- Born: 1941 (age 84–85)
- Known for: Environmental activism
- Awards: Goldman Environmental Prize (2004)

= Margie Eugene-Richard =

American environmentalist

Margie Eugene-Richard (referred to as Richard; born December 21, 1941) is an African American environmental activist. Richard’s childhood neighborhood, impacted by its proximity to a Shell Oil Company Chemical Plant, inspired her to fight for environmental justice. In addition to forming advocacy groups in her neighborhood, Richard has worked with other communities experiencing similar environmental injustices. Because of her advocacy work, Richard was awarded the Goldman Environmental Prize in 2004.

== Early life ==
Richard grew up in the neighborhood of Old Diamond in Norco, Louisiana, in the middle of an area known as "Cancer Alley". The name “Norco” illustrates the town’s relationship to Shell. In 1961, Norco (New Orleans Refining Company), a Shell affiliate, built a refinery in Norco, Louisiana, called the Motiva refinery. In the 1950s, Shell bought farmland nearby the Motiva refinery, planning on building a chemical plant there.

Richard's grandfather owned land that Shell purchased. Her grandfather then moved his family to a new home 25 feet from the Shell Chemicals plant’s fence line. As a child, Richard recalls smelling bleach-scented scents from the refinery.

== Career and advocacy ==

=== Cancer Alley ===
Norco, Louisiana, which is a part of Cancer Alley, lies between a Shell Chemicals Plant and the Motiva refinery. Over the years, Shell’s plant has grown to be the size of nine football fields and expanded its business to produce fuels, solvents, and other petroleum-based substances.

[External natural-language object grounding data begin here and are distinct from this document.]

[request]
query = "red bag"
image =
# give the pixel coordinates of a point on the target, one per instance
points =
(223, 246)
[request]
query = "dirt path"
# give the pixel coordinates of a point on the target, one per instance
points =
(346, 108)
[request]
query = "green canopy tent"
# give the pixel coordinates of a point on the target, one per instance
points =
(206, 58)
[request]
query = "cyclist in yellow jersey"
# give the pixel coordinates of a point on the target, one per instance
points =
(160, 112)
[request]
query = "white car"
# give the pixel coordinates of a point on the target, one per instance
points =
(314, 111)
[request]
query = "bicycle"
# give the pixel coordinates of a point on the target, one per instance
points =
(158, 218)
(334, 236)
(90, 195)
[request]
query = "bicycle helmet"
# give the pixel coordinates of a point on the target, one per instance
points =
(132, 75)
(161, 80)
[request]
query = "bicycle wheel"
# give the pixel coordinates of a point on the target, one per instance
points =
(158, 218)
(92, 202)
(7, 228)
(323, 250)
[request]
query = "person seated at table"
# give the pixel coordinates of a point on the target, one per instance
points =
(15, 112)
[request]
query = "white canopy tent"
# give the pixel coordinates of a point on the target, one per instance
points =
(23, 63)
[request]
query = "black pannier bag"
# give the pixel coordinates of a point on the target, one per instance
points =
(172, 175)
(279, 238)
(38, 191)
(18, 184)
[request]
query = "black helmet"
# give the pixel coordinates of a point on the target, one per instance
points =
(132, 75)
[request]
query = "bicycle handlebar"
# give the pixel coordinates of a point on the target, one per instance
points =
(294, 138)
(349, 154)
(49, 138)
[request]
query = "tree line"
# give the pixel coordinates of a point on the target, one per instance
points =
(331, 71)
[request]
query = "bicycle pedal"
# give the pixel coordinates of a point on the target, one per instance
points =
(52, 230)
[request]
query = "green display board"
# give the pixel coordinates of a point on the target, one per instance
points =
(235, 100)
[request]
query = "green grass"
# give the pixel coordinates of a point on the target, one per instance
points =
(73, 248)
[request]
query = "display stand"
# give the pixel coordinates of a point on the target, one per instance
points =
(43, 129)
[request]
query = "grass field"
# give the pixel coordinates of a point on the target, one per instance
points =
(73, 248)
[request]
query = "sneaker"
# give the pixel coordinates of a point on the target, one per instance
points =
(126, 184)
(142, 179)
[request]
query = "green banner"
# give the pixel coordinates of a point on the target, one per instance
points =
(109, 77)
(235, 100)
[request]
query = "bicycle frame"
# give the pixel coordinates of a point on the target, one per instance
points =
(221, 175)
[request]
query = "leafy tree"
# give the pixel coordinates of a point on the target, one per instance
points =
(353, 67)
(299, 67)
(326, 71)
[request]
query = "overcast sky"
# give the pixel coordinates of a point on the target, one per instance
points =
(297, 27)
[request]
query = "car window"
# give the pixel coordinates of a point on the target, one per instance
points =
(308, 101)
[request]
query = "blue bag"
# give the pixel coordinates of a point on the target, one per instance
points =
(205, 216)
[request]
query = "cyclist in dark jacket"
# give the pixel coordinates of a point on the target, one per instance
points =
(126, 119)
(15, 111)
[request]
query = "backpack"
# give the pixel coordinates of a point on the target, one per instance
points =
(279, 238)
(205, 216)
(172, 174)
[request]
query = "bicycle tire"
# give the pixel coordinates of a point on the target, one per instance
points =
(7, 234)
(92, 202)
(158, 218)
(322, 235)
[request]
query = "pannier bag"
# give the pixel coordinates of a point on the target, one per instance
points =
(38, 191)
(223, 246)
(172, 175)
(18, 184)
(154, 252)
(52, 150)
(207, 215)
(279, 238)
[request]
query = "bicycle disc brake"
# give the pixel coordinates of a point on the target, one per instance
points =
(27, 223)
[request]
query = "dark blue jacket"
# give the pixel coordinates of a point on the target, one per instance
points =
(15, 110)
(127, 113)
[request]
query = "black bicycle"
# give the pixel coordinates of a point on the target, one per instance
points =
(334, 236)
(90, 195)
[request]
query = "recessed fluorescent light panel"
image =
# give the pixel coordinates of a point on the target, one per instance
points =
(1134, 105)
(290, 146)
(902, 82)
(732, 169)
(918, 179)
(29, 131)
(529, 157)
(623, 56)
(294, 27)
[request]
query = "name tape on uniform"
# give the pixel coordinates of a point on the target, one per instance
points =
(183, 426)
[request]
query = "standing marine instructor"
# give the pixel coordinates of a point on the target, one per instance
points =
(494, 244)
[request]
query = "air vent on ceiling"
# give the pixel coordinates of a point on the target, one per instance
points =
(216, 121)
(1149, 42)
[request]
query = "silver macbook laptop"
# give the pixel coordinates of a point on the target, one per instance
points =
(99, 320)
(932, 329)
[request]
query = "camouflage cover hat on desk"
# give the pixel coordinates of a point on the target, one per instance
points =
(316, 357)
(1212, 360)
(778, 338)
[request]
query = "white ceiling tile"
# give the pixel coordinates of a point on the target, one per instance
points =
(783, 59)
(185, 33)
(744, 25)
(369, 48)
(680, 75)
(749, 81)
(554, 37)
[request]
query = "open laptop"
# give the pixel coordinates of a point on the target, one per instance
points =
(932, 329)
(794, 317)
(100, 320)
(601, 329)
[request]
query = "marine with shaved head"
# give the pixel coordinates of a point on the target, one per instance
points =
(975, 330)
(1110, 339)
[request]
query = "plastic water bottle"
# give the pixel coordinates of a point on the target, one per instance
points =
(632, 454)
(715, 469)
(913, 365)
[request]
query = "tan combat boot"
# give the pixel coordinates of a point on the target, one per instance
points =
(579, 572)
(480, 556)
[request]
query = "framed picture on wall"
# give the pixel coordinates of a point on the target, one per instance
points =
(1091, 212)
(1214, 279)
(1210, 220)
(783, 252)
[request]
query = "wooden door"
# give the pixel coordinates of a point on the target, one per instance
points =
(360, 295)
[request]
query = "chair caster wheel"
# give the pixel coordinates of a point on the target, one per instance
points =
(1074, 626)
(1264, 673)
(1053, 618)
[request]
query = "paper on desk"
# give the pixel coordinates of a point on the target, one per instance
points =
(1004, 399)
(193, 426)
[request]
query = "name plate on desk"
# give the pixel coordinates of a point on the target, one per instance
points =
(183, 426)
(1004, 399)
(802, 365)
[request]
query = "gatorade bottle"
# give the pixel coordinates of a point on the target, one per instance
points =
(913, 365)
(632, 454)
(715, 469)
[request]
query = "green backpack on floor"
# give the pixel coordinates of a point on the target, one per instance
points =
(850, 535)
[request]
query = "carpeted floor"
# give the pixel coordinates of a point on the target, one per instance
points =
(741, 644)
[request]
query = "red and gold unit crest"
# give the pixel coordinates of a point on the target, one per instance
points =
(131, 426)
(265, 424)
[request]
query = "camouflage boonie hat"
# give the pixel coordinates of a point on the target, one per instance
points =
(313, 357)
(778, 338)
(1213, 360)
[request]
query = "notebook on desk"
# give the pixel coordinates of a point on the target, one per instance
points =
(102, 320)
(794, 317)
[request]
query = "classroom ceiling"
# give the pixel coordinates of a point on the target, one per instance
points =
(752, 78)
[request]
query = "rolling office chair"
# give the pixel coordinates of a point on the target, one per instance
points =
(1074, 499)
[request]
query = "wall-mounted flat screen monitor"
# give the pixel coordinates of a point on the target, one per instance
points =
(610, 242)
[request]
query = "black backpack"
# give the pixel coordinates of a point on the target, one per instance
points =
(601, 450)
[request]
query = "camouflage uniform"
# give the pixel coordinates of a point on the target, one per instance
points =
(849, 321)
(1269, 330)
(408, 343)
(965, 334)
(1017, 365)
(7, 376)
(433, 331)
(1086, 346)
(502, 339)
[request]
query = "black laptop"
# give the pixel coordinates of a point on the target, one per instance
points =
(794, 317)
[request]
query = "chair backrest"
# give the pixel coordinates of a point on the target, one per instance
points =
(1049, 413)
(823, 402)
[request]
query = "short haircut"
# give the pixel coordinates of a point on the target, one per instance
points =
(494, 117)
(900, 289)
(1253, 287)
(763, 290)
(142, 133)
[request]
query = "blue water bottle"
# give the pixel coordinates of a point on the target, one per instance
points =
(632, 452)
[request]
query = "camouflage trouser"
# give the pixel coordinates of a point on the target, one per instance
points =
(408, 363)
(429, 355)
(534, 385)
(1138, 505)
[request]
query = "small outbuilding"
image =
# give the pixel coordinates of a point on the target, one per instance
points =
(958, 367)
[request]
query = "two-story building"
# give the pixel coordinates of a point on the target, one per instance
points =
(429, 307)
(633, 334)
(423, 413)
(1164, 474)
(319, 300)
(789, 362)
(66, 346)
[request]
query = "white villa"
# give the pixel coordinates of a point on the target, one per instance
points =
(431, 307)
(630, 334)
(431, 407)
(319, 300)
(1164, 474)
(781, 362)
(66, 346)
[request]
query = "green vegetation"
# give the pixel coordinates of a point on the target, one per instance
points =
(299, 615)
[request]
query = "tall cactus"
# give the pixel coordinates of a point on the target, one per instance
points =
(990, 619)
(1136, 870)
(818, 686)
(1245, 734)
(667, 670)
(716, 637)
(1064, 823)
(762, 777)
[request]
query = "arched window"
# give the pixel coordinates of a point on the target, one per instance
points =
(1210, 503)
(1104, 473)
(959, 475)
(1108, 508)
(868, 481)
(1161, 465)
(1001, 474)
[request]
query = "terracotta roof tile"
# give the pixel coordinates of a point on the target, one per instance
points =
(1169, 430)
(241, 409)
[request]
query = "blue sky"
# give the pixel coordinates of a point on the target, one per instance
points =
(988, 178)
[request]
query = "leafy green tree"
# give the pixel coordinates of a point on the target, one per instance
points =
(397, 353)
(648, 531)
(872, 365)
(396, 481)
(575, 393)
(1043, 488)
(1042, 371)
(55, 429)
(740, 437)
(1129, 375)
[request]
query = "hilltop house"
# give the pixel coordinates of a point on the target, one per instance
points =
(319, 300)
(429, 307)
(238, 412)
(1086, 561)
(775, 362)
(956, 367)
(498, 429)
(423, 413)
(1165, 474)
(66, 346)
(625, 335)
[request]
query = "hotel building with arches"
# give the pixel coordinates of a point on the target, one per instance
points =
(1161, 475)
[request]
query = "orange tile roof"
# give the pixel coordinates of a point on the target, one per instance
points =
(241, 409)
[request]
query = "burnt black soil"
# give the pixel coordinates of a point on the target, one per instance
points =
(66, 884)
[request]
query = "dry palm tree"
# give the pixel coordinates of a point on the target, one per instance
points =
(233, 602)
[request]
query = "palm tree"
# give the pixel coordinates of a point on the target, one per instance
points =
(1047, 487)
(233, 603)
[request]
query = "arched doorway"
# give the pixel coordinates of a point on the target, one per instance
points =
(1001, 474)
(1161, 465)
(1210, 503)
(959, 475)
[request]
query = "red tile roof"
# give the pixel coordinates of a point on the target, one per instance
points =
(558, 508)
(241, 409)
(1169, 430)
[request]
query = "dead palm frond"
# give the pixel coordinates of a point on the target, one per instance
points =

In 2018, The University Network for Human Rights (UNHR) found that almost half of the children living close to the Shell Chemical Plant endure nosebleeds and headaches. UNHR’s research also found that one-third of residents living in Cancer Alley have irregular breathing and that among the residents of Cancer Alley they surveyed, the p-value for cancer currency is 3.43 percent.

In 1973, a Shell pipeline exploded in Norco. This incident killed an elderly woman and a teenage boy. Because of this event, Richard stated that she knew she would dedicate her life to advocating for environmental justice.

=== Advocacy ===
In 1989, Richard founded Concerned Citizens of Norco, a group of individuals who argued for the resettlement of Old Diamond residents by having Shell purchase residents' homes at market value. Because of the Concerned Citizens of Norco's work, Shell has purchased 200 of the 225 homes in the neighborhood. Most of the residents of these homes have moved to nearby towns.

Richard also worked with environmentalists and researchers to publish a report that explained how, each year, the Shell plant in Norco has released more than 2 million pounds of poisonous chemicals into the air. As a result of her persistence, Shell agreed to lower its emissions by 30 percent in 2000. Shell also agreed to develop their emergency evacuation routes. In addition to this, Norco’s plant cut its emissions by 40 percent by investing $133 million to improve its site.

The Concerned Citizens of Norco continued to hold Shell accountable for the toxic emissions and gained a $5 million community development fund from Shell to relocate the Old Dimond neighborhood. After, Richard worked with Shell to form a plan to improve the environmental health of Norco. She then began advising other neighborhoods to fight against corporate pollution, including the African American community of Westside in Port Arthur, Texas.

In addition to her domestic activism, Richard spoke at the World Summit on Sustainable Development in South Africa in 2002.

== Legacy ==
In 2004, Richard was awarded the Goldman Environmental Prize, given to environmental activists annually to recognize their actions. Richard was the first African American to win the Goldman Environmental Prize.